The approach to sound in a video game should be no different then the approach to graphics or any other simulated sensory element. Just as a video game should have mesmerizing graphics, so should it have realistic sounds to draw the gamer into the game environment. Whereas, graphics can be created from the eye, mind, and hand of an artist, sounds must be captured. In order to mimic reality, I apply considerable commitment to three important steps: capturing the source; processing, editing, and sculpting the sound into the essential sonic elements; reassembling the elements so they can be run within a game in real-time.
Overall success is gauged by how well these three things are accomplished.
The following section will focus on the first of these steps, utilizing
a typical recording session of a racecar in preparation for modeling an
engine set for a cross-faded sound system.
In order to get the specific vehicle I want to record, I always have to establish some contacts. I start with car associations and auto clubs, and from there I eventually (after running into many dead-ends) find the vehicle I want. This stage of the game can be a wearing exercise in itself, especially knowing that you've committed yourself to a contract and that 'giving up' is not an option. The upside is that I've had the pleasure of meeting some fascinating people and occasionally I get a ride in their cars.
Before I head out on the open road with a couple of DAT machines and a case full of microphones in hand, I usually have the recording session worked out on paper first. This usually eliminates the forgetfulness caused by typical early morning starts at the racetracks.

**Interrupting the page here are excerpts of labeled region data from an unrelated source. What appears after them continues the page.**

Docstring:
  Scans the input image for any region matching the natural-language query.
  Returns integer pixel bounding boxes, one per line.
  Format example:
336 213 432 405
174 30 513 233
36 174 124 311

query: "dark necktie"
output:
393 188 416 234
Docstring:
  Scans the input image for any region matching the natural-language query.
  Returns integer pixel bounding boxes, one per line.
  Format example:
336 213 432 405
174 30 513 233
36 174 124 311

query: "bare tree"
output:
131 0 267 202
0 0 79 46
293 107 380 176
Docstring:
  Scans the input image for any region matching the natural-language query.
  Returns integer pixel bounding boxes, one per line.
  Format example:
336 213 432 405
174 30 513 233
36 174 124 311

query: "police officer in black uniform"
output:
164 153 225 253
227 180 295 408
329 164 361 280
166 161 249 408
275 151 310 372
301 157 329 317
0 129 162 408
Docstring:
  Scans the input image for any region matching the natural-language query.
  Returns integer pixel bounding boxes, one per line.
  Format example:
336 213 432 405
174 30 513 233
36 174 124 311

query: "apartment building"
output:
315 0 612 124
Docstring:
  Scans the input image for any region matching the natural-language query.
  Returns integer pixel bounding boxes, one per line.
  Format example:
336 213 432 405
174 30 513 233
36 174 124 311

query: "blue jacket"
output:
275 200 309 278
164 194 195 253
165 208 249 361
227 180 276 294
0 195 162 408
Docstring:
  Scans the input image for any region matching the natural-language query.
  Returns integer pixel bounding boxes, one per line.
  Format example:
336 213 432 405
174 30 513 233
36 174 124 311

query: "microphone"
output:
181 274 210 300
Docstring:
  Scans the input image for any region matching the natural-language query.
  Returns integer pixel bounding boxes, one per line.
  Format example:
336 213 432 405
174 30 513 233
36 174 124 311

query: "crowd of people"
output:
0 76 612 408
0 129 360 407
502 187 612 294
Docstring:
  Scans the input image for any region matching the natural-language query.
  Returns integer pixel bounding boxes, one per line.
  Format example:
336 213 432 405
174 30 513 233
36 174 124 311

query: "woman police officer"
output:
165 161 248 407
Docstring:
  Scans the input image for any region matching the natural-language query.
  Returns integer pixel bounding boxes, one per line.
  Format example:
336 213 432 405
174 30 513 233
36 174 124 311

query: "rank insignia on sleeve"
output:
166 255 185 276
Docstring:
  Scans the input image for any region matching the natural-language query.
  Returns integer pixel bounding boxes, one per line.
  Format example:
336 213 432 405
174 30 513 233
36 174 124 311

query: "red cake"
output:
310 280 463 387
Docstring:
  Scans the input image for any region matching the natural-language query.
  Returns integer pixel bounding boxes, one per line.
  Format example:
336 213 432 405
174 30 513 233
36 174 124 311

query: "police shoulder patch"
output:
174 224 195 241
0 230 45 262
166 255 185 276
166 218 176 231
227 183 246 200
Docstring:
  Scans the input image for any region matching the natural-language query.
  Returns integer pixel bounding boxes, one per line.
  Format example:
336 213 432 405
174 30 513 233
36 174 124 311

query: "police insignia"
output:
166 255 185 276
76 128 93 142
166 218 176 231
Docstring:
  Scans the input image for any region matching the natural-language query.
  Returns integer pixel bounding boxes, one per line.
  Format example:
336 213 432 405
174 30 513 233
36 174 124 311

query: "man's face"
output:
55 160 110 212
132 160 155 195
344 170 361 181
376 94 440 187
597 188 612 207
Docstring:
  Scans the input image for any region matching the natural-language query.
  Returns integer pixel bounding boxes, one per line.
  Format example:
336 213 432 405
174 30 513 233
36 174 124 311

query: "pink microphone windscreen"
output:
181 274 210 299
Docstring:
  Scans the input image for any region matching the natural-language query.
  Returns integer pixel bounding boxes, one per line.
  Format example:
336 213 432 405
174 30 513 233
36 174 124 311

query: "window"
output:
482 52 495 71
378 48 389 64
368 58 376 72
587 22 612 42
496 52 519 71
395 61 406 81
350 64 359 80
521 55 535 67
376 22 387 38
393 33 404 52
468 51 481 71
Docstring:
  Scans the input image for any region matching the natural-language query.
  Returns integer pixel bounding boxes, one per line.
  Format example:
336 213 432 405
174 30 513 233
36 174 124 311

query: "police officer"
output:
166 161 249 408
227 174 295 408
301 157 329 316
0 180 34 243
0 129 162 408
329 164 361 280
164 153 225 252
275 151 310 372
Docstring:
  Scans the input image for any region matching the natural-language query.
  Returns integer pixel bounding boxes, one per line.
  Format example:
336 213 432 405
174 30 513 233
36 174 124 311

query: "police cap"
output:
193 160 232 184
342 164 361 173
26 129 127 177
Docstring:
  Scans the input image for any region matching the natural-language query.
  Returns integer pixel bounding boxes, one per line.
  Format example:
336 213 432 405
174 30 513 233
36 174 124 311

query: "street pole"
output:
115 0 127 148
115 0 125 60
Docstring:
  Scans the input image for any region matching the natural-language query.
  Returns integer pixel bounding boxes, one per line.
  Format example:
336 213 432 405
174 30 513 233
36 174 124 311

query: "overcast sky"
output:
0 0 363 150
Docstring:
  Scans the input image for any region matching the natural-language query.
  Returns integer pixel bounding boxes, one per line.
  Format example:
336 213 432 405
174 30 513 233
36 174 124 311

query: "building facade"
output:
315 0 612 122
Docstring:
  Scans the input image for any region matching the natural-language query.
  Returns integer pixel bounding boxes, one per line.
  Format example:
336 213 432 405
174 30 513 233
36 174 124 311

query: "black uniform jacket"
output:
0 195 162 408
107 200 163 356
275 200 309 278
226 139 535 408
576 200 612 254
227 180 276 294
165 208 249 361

It is an advantage to know how the game's sound system works and the platform to which the sound will be implemented. For example, most console boxes have memory constraints so that the samples have to be short and this can be quite tricky for cross-faded engine sets. If the game has a larger memory budget that can accommodate separate in-car and exterior engine sets, and allows for stereo samples, then I go with stereo in-car samples so that the ambient qualities of the cockpit and chassis are captured.